Researchers at the University of Miami spent years studying exactly this trap. In a 2007 study published in the Journal of Personality and Social Psychology, Michael McCullough and his team found that on the days people ruminated more, meaning they replayed the transgression, rehearsed what happened, picked it apart, their anger increased, and their ability to move toward forgiveness decreased. Not the other way around. The replaying wasn't processing. It was stoking. More replay meant more anger, which made letting go feel even further away.
That matters for you right now because it means the loop isn't just unpleasant, it's actively keeping you stuck. Every time you mentally re-prosecute what your ex did, your brain treats it as a fresh offense. The grudge stays warm. The affirmations in a list like this aren't about pretending the anger isn't valid. They're about giving your mind somewhere else to land when the loop starts. A different sentence to reach for. A small interruption in the replay cycle, which, it turns out, is exactly the lever that creates room for things to shift.
Affirmations to practice
- I am letting go of anger and negative emotions
- I am letting go of all anger and resentment
- I release all feelings of hate and anger
- I am still angry months after breakup
- I am free from the burden of resentment and anger
- I release all resentment and choose inner peace
- I release the pain not because they deserve forgiveness but because I deserve peace
- I choose to let go of anger and overcome negative self-talk
- I forgive my ex partner
- I forgive myself for staying in a toxic relationship
- I release the need for revenge and focus on my own happiness
- I let go of blame and choose peace instead
- I am working toward letting go of resentment toward ex
- I choose to forgive for my own peace not theirs
- I am healing from toxic relationship
- I am releasing all anger from my body
- I am free from the toxic relationship and its negative influence
- I release all negative emotions and energy
- I let go of the past and focus on the present
- I trust my own reality after narcissistic abuse
- I deserve better than an emotional punching bag
- I am enough after emotional abuse affirmation
- I am reclaiming my power from toxic ex
- I forgive myself for staying longer than I should have
- I am no longer available for toxic patterns
How to actually use these
Pick one or two that feel closest to true right now, not the most aspirational, the most honest. "I am still angry" is a valid place to start. Read it out loud when the replay loop kicks in, not as a magic phrase, but as a deliberate interruption. Morning works well because it sets a small intention before the day gives you reasons to spiral. So does the moment right before you check your phone, when the risk of a text or a social media sighting is highest. Write one on a sticky note somewhere you actually look, not the fridge, not inspiration board. The bathroom mirror. Your laptop screen. Expect it to feel hollow at first. That's normal. You're not trying to feel better instantly. You're trying to shorten the loop, one day at a time.
Frequently asked
- How do I actually use affirmations when I'm mid-rage about my ex?
- You don't have to believe it when you say it, that's not the point. When the anger spikes, pick one short phrase and say it out loud or write it down. It's not about convincing yourself; it's about physically interrupting the thought spiral with something that goes in a different direction. Even thirty seconds of that can take the edge down.
- What if saying I'm releasing anger feels completely fake?
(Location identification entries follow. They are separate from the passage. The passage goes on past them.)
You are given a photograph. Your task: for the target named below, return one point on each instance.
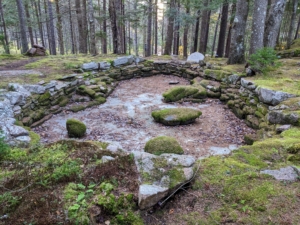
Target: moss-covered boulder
(75, 128)
(176, 116)
(163, 144)
(84, 90)
(294, 149)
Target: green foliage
(177, 93)
(8, 202)
(163, 144)
(4, 148)
(263, 59)
(75, 128)
(176, 116)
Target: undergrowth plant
(264, 60)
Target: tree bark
(149, 29)
(176, 31)
(38, 13)
(51, 29)
(6, 47)
(258, 25)
(292, 24)
(22, 21)
(237, 48)
(59, 29)
(170, 29)
(196, 31)
(228, 42)
(71, 29)
(297, 30)
(80, 26)
(114, 28)
(186, 30)
(223, 27)
(204, 27)
(93, 48)
(273, 23)
(30, 32)
(155, 29)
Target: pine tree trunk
(215, 36)
(196, 32)
(149, 29)
(223, 27)
(203, 30)
(273, 23)
(59, 29)
(30, 32)
(71, 29)
(93, 48)
(292, 24)
(6, 47)
(170, 30)
(38, 13)
(22, 21)
(228, 42)
(296, 35)
(155, 29)
(84, 27)
(114, 27)
(258, 25)
(51, 29)
(237, 48)
(104, 28)
(135, 31)
(80, 26)
(186, 31)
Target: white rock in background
(90, 66)
(149, 195)
(195, 57)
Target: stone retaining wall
(34, 104)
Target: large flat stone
(149, 195)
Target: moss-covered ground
(67, 181)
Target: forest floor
(47, 181)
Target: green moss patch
(176, 116)
(75, 128)
(163, 144)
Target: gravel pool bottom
(125, 120)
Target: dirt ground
(125, 120)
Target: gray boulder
(248, 84)
(16, 98)
(6, 109)
(150, 195)
(272, 97)
(195, 57)
(90, 66)
(161, 175)
(288, 173)
(35, 89)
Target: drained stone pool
(125, 120)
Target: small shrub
(75, 128)
(163, 144)
(263, 59)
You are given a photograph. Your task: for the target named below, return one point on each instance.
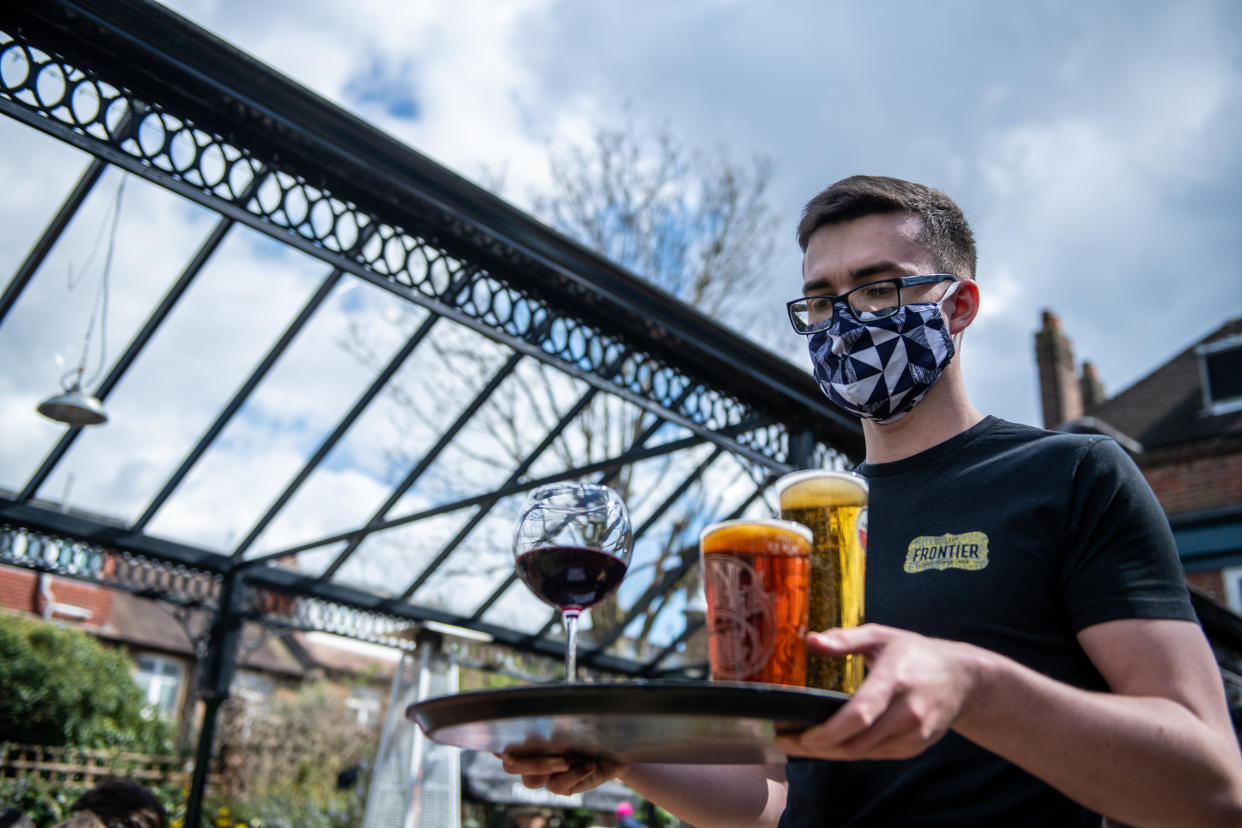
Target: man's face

- It probably will at first, and that's fine. You're not lying to yourself; you're practicing a direction. Think of it less like a declaration and more like a compass heading. You don't have to already be there to point yourself toward it. The feeling of fakeness tends to soften the more you use it, especially as you start noticing the anger does, eventually, lift slightly.
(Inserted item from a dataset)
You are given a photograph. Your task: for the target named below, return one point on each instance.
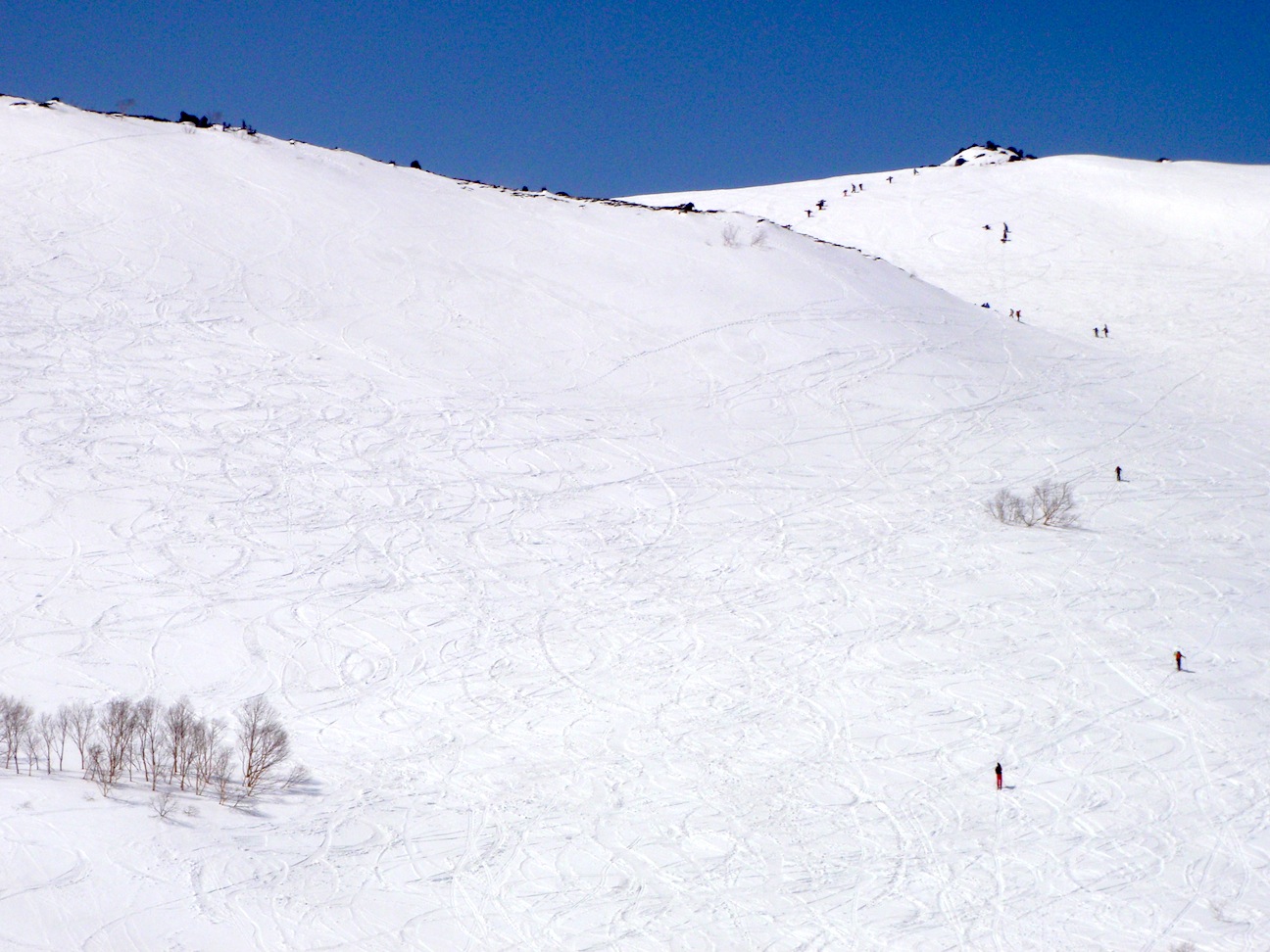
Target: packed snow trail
(622, 584)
- Is there any real evidence that repeating affirmations does anything for anger like this?
- The most relevant evidence is actually about what's keeping the anger going, rumination. Research from the University of Miami found that replaying a betrayal in your mind directly fuels more anger over time and makes moving forward harder. Affirmations are a tool for interrupting that cycle, giving your brain a different thought to land on instead of the loop. They're not the whole answer, but they're a meaningful lever.
- I'm months past the breakup and I'm still this angry, is something wrong with me?
- No. There is no official timeline for anger after a relationship ends, especially one where you were genuinely hurt or betrayed. Some anger lingers because the wound was deep. Some lingers because your brain has been rehearsing it on repeat, which keeps it fresh. The duration of your anger says more about the complexity of what happened and how your mind processes it than about your character or your progress.
- What's the difference between anger at an ex and anger at an ex you still have to deal with, like a co-parent?
- When you have to maintain contact, the anger gets more complicated because it gets regularly re-triggered, you can't just distance yourself and wait it out. Affirmations focused on releasing resentment rather than releasing the person tend to be more useful here, because the goal isn't pretending they don't exist; it's keeping their behavior from living rent-free inside you between necessary interactions.